Wie sind Sie zu den Benediktinerinnen gekommen?

Benediktinerinnenkloster Osnabrück
Beim Tag der offenen Klöster im April 2018 öffneten die Benediktinerinnen an der Hase ihre Klosterpforte für Besucher. Bild: Bistum Osnabrück

Es war nicht so, dass ich von vorneherein unbedingt zu den Benediktinerinnen wollte. Ich hatte das Glück, dass ich über meine Gemeindearbeit und über die Informationsarbeit, die vom Bistum Münster zu den Berufen der Kirche gemacht wurde, immer wieder Kontakt zu Ordensleuten gefunden habe. Dadurch habe ich viele verschiedene Gemeinschaften kennengelernt und habe mich sehr frei ausprobiert. Am Anfang war ich fest davon überzeugt, dass ich irgendwo in einem apostolisch tätigen Orden als Krankenschwester arbeiten müsste. Ich hatte mir zwar auch kontemplative Gemeinschaften angesehen, aber da immer gedacht: „Ach nee, das ist es irgendwie nicht!“ Krankenschwester bin ich dann tatsächlich geworden und habe auch mehrere Jahre in meinem Beruf am Uniklinikum Münster gearbeitet. Augenscheinlich hatte ich alles: Ich hatte eine tolle Wohnung, ich hatte im Krankenhaus einen unbefristeten Festvertrag. Aber trotzdem hat mir immer noch so der letzte Pfiff gefehlt. Bei einem Besuch hier im Kloster in Osnabrück hat es dann plötzlich Klick gemacht.
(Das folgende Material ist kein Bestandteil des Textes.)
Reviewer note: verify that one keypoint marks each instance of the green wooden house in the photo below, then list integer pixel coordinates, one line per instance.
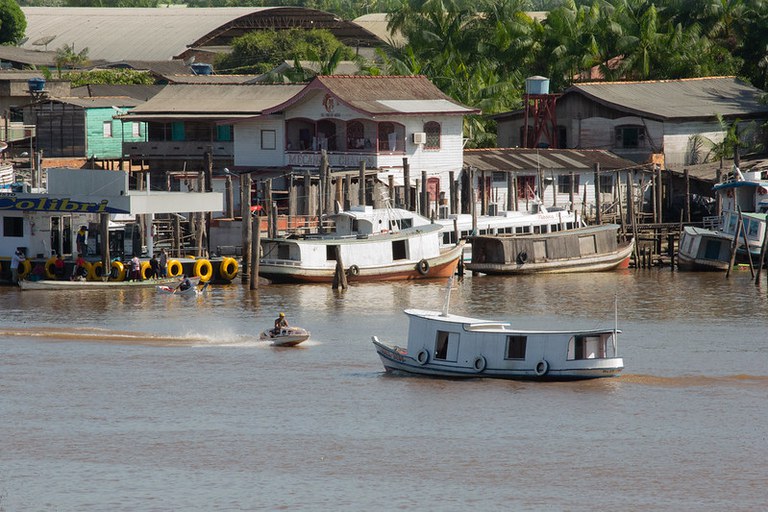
(85, 127)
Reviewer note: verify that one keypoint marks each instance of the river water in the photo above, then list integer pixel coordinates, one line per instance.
(132, 400)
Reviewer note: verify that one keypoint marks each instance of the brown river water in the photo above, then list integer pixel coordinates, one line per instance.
(132, 400)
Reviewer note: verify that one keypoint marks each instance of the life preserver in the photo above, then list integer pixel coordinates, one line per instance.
(203, 269)
(25, 268)
(50, 268)
(175, 268)
(143, 269)
(117, 271)
(228, 268)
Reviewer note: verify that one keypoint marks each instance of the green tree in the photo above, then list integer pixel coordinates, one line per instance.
(261, 51)
(13, 24)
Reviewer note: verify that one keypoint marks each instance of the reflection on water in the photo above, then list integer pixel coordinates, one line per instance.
(131, 400)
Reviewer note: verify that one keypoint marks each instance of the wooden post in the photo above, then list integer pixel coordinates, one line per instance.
(454, 191)
(762, 254)
(734, 246)
(407, 185)
(245, 212)
(255, 252)
(687, 195)
(339, 276)
(230, 195)
(598, 195)
(361, 184)
(106, 261)
(347, 191)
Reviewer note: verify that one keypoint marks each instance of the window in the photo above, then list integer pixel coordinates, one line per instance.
(441, 345)
(387, 137)
(355, 135)
(13, 226)
(630, 136)
(516, 347)
(432, 129)
(268, 139)
(606, 183)
(564, 184)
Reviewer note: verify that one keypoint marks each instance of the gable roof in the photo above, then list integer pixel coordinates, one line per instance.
(527, 159)
(383, 95)
(686, 99)
(213, 101)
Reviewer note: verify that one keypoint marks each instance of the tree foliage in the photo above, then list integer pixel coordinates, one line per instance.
(13, 24)
(261, 51)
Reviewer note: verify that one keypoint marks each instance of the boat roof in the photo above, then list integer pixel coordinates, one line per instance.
(485, 325)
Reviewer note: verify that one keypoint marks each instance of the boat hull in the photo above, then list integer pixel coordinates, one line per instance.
(396, 359)
(439, 267)
(287, 337)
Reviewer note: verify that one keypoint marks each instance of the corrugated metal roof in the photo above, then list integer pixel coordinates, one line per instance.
(522, 159)
(113, 34)
(102, 102)
(381, 95)
(221, 100)
(694, 98)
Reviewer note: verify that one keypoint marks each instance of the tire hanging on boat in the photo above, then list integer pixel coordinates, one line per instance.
(228, 268)
(203, 269)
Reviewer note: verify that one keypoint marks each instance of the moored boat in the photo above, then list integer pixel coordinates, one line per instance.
(374, 245)
(588, 249)
(445, 345)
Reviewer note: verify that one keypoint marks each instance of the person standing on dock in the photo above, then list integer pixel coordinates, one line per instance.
(16, 260)
(82, 240)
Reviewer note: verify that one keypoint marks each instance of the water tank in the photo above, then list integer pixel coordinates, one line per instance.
(36, 84)
(536, 85)
(201, 68)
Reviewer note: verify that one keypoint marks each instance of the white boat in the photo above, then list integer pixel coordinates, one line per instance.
(445, 345)
(375, 245)
(286, 337)
(743, 195)
(588, 249)
(50, 284)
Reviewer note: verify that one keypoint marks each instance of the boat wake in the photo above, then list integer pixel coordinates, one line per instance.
(685, 381)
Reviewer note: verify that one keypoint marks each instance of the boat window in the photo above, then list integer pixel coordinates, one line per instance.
(587, 347)
(441, 345)
(516, 347)
(399, 250)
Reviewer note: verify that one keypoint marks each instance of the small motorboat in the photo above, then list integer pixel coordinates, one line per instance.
(286, 337)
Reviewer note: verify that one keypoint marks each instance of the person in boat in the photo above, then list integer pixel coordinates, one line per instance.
(58, 267)
(280, 323)
(185, 284)
(79, 272)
Warum haben Sie das Kloster hier damals besucht?

Ich war damals für das Osterwochenende 2016 hier und wollte eigentlich einfach nur privat Ostern feiern. In den Jahren zuvor war ich immer sehr viel in der Gemeinde aktiv und eingebunden. Jetzt wollte ich zur Abwechslung auch einfach mal nur Teilnehmer sein, ohne in irgendeiner Form mitzuwirken. An Ostern ist dann für mich der Schalter umgelegt worden und ich wusste sofort: Hier will ich leben und nirgendwo anders.

Was bedeutet Berufung für Sie?

Berufung bedeutet für mich, dass Gott für jeden von uns einen Platz vorgesehen hat. Berufung bedeutet, dass man dem, was Gott mit uns vorhat, folgt und sich bereitwillig auf diesen Platz stellt. Und mein Platz ist hier.
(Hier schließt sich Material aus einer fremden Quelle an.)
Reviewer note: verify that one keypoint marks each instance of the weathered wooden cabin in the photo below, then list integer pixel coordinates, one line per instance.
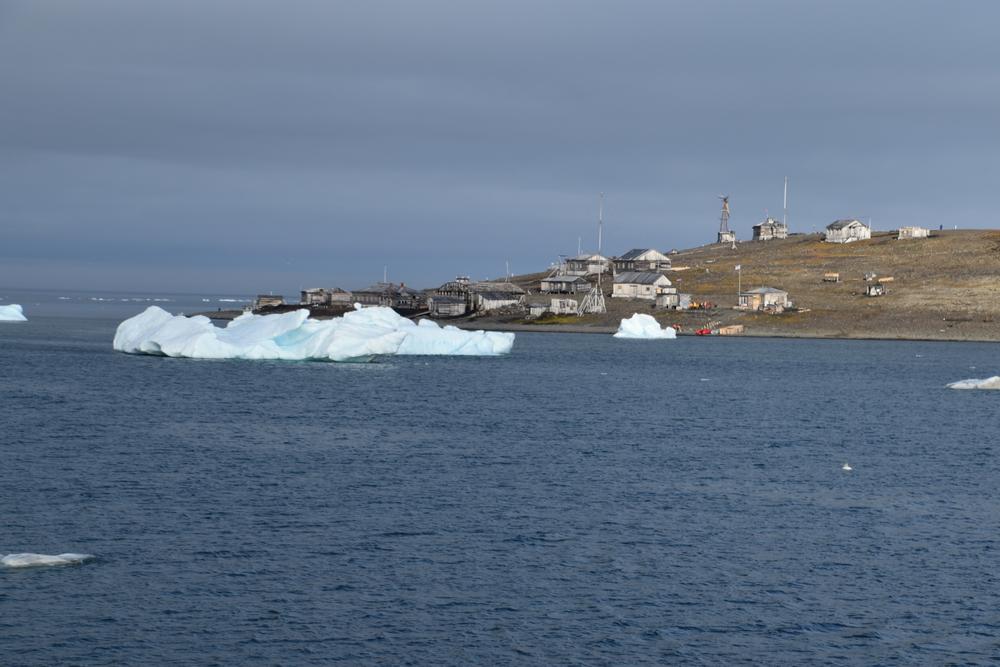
(586, 265)
(769, 229)
(846, 231)
(322, 296)
(764, 298)
(641, 285)
(912, 233)
(564, 285)
(398, 297)
(447, 306)
(268, 301)
(642, 259)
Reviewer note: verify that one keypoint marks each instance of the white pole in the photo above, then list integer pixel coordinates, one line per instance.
(784, 217)
(600, 222)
Wie haben Sie gemerkt, dass Sie berufen sind?

Ich hatte die ganze Zeit das Gefühl, dass da in meinem Leben noch irgendwas fehlt, verbunden mit einer ganz starken Sehnsucht. Diese Sehnsucht ist auf meinem Weg ein sehr wichtiger Aspekt. Sehnsucht schweigt nicht, sie macht einen auch irgendwann unruhig. Auch wenn ich ganz viel ausprobiert habe, die Sehnsucht hat mich nie ganz losgelassen.
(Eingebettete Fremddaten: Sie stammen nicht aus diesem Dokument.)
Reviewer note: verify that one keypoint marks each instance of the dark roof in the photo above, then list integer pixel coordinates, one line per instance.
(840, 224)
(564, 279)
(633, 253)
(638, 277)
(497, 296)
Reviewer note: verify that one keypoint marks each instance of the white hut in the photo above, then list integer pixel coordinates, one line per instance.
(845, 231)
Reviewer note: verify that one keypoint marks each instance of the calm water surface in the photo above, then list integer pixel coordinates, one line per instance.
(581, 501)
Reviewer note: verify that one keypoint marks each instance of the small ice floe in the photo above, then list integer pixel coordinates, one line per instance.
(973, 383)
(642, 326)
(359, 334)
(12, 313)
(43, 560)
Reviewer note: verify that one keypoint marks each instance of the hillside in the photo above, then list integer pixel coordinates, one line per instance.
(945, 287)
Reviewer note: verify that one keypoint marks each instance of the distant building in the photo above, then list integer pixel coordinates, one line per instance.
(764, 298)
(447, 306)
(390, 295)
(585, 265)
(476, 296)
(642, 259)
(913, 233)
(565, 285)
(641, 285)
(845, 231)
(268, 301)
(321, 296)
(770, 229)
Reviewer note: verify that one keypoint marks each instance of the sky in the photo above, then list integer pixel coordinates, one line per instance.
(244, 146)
Natürlich gab es zwischendurch auch Momente in denen ich dachte, das Thema Kloster sei für mich ein für alle Mal durch. Aber dieses Gefühl ist doch immer wieder zurückgekehrt. Es ist sehr, sehr stetig und es ist ein sehr, sehr intensives Gefühl, das einen immer wieder antreibt und immer wieder mit Zufällen gepaart ist. – Oder auch Nicht-Zufällen, je nachdem wie man das so sieht. In der Jugendkirche in Münster, wo ich häufig zu Gast war, wurden zum Beispiel mal kleine Visitenkarten mit Bibelsprüchen verteilt. Es gab ganz viele verschiedene Bibelsprüche, absolut querbeet. Und ich bekam aus dem Matthäusevangelium: „Folge mir nach“. Natürlich könnte man das einfach als Zufall abtun. Aber wenn man dazu gleichzeitig auch noch voll von dieser Sehnsucht ist und dann so einen Satz, ja, regelrecht entgegengeschmissen bekommt, hat das natürlich eine ganz andere Wirkung.

Insgesamt kann man das Gefühl ein bisschen mit Verliebtsein vergleichen. Relativ früh nachdem ich die Entscheidung getroffen hatte, sprach ich mit meinem Vater darüber und erzählte ihm von hier. Da sagte er: „Du hörst dich an wie eine frisch Verliebte“. Und das trifft es auch. Wenn man frisch verliebt ist, übersieht man ja auch gerne mal Dinge oder redet sich Sachen schöner als sie wirklich sind. Letztendlich ist man aber bereit, dafür einfach alles zu tun. Auch wenn es nicht immer einfach ist. Berufung ist niemals einfach.

Wie hat Ihr Umfeld auf Ihre Entscheidung reagiert?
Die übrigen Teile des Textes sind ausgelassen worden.